Now, as this is the second job I have left recently with some similar concerns expressed from some other managers, I am starting to think I might have an issue. If I can’t change my disposition to become the charismatic charmer I am normally, then I should take some time off and try to find that in myself.

I should also be aware that some managers are not good at their job, and not take this all too personally. Since the assault in December, it’s only been 4 months. And the effects of that… still have me rather shaken. I find myself more reflective than normal, and occasionally like a “deer in headlights” in moments of panic or anxiety or frustration. I have even had a few counter staff at a cafe ask if I am alright, when it took me a while to get some money out to pay for a sandwich. So if the cafe staff are seeing I am not OK, maybe I am really not OK.

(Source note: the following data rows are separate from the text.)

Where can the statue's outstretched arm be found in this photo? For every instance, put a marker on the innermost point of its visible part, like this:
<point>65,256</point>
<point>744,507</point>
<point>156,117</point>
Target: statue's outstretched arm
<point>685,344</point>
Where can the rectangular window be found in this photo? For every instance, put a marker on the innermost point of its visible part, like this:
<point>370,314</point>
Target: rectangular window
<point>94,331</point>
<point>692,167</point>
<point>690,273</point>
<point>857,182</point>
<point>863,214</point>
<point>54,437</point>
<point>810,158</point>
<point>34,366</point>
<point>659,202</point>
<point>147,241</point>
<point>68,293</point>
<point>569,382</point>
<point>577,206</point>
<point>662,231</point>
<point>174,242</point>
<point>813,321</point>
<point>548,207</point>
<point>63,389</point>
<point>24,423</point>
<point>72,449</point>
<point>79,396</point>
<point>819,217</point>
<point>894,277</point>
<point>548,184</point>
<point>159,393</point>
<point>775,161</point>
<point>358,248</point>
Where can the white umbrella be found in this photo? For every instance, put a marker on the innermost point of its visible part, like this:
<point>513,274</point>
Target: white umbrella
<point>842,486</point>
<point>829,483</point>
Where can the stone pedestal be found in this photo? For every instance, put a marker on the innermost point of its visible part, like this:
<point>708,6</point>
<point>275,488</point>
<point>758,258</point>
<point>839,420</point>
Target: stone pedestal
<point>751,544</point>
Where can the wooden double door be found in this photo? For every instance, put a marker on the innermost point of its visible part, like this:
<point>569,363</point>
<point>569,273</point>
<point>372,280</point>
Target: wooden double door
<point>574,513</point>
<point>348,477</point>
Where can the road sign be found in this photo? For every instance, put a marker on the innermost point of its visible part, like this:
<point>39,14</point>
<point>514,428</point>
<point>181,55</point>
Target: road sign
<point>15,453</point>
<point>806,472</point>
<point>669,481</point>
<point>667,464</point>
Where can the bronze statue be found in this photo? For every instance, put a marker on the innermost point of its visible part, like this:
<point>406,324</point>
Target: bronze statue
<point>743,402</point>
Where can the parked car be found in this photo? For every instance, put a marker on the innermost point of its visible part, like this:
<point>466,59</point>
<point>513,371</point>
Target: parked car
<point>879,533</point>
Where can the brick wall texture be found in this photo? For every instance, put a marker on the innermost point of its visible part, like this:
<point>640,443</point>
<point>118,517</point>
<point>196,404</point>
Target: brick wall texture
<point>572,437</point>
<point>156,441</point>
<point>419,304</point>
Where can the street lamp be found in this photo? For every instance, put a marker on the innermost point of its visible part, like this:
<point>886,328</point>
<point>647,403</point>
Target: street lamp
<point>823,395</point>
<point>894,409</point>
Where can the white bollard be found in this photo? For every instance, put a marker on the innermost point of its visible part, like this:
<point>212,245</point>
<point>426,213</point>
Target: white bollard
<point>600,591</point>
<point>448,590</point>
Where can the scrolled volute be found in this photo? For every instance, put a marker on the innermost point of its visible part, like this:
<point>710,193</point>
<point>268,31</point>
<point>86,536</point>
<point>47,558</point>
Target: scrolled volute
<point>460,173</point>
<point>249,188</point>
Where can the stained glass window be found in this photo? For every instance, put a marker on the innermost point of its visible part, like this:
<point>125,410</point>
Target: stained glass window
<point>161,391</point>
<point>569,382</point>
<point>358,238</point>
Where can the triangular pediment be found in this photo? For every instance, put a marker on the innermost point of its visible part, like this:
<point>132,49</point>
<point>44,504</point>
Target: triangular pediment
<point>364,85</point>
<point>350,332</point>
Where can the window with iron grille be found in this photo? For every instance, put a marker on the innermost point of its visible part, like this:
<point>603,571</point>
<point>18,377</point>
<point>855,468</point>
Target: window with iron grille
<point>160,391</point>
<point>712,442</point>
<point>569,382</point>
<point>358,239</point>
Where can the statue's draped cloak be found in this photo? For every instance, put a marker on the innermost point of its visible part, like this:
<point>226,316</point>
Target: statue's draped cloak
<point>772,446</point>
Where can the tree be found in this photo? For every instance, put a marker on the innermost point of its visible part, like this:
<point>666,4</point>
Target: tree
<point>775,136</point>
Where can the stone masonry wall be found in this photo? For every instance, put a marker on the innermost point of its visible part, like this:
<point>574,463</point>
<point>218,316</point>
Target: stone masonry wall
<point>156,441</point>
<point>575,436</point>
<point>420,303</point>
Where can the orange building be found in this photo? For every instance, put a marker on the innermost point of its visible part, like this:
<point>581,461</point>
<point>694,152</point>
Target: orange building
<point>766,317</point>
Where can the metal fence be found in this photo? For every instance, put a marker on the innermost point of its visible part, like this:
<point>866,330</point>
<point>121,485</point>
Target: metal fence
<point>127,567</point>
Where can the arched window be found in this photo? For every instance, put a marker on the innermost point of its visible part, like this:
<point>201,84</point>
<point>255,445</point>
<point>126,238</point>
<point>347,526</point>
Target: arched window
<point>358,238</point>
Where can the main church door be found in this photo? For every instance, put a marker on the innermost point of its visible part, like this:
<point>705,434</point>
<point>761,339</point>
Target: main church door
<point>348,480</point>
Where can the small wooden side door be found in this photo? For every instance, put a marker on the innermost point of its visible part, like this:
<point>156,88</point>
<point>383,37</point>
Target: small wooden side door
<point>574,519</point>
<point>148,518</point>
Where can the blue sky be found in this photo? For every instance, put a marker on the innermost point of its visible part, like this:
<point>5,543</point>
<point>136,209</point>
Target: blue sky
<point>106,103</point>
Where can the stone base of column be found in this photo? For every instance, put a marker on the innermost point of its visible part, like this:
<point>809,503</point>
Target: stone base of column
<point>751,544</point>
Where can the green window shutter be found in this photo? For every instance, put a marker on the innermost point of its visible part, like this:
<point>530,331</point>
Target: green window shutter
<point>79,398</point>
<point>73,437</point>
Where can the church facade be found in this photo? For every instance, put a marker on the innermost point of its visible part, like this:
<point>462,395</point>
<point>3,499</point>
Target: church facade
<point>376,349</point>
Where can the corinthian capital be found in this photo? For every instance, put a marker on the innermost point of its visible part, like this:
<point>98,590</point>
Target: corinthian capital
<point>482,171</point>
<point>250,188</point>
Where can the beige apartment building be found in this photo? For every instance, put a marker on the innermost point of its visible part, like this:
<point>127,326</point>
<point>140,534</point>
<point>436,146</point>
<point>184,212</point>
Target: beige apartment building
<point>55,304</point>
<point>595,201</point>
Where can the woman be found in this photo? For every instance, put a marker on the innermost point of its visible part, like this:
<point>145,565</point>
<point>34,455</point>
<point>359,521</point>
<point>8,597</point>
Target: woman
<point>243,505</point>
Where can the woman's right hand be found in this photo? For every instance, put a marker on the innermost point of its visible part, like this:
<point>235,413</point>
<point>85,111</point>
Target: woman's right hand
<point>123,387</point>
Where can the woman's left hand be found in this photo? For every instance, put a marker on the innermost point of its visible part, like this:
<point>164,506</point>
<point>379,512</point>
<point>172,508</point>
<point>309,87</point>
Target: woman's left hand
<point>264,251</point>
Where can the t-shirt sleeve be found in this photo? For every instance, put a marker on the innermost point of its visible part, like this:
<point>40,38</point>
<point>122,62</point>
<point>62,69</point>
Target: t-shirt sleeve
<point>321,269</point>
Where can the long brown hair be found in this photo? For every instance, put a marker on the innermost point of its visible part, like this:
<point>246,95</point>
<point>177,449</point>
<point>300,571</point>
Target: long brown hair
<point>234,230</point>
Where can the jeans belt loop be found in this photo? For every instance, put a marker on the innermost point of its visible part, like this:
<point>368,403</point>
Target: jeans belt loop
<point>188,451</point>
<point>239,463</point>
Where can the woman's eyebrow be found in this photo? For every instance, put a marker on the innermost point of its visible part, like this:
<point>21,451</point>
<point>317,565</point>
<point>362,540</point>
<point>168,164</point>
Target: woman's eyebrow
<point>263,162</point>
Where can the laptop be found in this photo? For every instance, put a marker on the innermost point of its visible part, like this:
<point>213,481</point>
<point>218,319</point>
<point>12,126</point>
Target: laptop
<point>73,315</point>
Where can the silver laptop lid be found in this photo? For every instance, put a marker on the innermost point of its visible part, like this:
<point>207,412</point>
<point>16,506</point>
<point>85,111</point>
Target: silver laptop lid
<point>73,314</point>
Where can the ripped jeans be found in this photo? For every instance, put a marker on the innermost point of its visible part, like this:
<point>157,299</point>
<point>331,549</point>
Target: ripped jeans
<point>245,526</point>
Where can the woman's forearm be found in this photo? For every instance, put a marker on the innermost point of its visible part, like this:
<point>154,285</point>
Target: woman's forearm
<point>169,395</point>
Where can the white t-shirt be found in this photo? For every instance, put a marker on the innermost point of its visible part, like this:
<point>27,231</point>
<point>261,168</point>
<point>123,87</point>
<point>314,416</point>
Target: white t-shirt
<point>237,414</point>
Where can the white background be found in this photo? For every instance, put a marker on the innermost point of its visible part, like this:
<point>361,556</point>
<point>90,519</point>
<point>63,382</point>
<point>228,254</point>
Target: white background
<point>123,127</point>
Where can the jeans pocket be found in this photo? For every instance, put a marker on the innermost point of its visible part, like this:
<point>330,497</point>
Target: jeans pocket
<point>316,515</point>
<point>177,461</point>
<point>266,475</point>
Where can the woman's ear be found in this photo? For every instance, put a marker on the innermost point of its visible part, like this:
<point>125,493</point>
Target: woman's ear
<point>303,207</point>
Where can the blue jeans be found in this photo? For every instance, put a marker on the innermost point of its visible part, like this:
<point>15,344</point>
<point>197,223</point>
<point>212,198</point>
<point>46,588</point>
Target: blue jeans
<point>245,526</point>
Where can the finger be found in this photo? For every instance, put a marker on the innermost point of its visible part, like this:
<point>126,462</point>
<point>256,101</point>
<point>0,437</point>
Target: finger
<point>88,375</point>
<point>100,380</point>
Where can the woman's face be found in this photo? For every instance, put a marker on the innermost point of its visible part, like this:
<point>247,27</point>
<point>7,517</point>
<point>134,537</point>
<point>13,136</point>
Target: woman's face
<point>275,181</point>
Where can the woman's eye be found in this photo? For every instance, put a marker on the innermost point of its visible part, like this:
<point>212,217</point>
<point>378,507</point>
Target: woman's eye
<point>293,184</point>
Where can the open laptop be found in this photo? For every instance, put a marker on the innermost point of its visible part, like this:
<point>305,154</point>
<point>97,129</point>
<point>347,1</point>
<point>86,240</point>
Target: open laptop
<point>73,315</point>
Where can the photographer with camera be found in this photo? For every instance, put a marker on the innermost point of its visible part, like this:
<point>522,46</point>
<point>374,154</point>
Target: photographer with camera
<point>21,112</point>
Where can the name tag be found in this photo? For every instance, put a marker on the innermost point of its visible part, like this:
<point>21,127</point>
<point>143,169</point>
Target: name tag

I am due to see a (Victim Support) Therapist, starting next Tuesday, for 8 weeks. I really could have used not waiting 4 months for this. But as I have waited that long, perhaps it will be easier to talk about, as the effects are more clear now.

So if I take 3 months off, at least, and find myself. That will be a good thing. That’s the plan.

Struggling

Since I was assaulted in Shoreditch, I have been seeing doctors and dentists… and dealing with the damage caused. It’s been hard. Today, it’s really hard. I want to cry. I might loose some or most of my top front teeth, and need a bridge instead or if I am really lucky, implants after bone restoration. The punch I took to my jaw, broke the supporting bone behind the teeth and pushed the teeth back. When they pulled them forward and shaved some depth off the bottom, the placement made it possible to bite again, but the gaps between them are now huge and there is only soft tissue between them, rather than normal tissue. That soft tissue will recede over time. I can already use a larger tee-pee size to brush between them. I hate this.

Dec 9, assaulted

Jan mid, saw other dentists who told me what I wasn’t ready to hear, Ela and Richard (Endontist)

Feb 12, Oral surgeon, Dejan says need to see Richard again for his view and splint removal and if teeth can be saved. Or should be.

Feb 12, two months after the assault I am unable to feel from 1/2 my mouth in front… and so am starting to except this major shit really may need to happen and that some punk random young assholes can and did really punch the smile off my face. And I can hardly remember smiling without this horrid splint on my face… it’s like something bigger than my teeth are in crisis. My soul is. My very soul. How can I go about my life here anymore? Should I leave this fucking town? Should I change how I live here and stay? Or start over? Tears.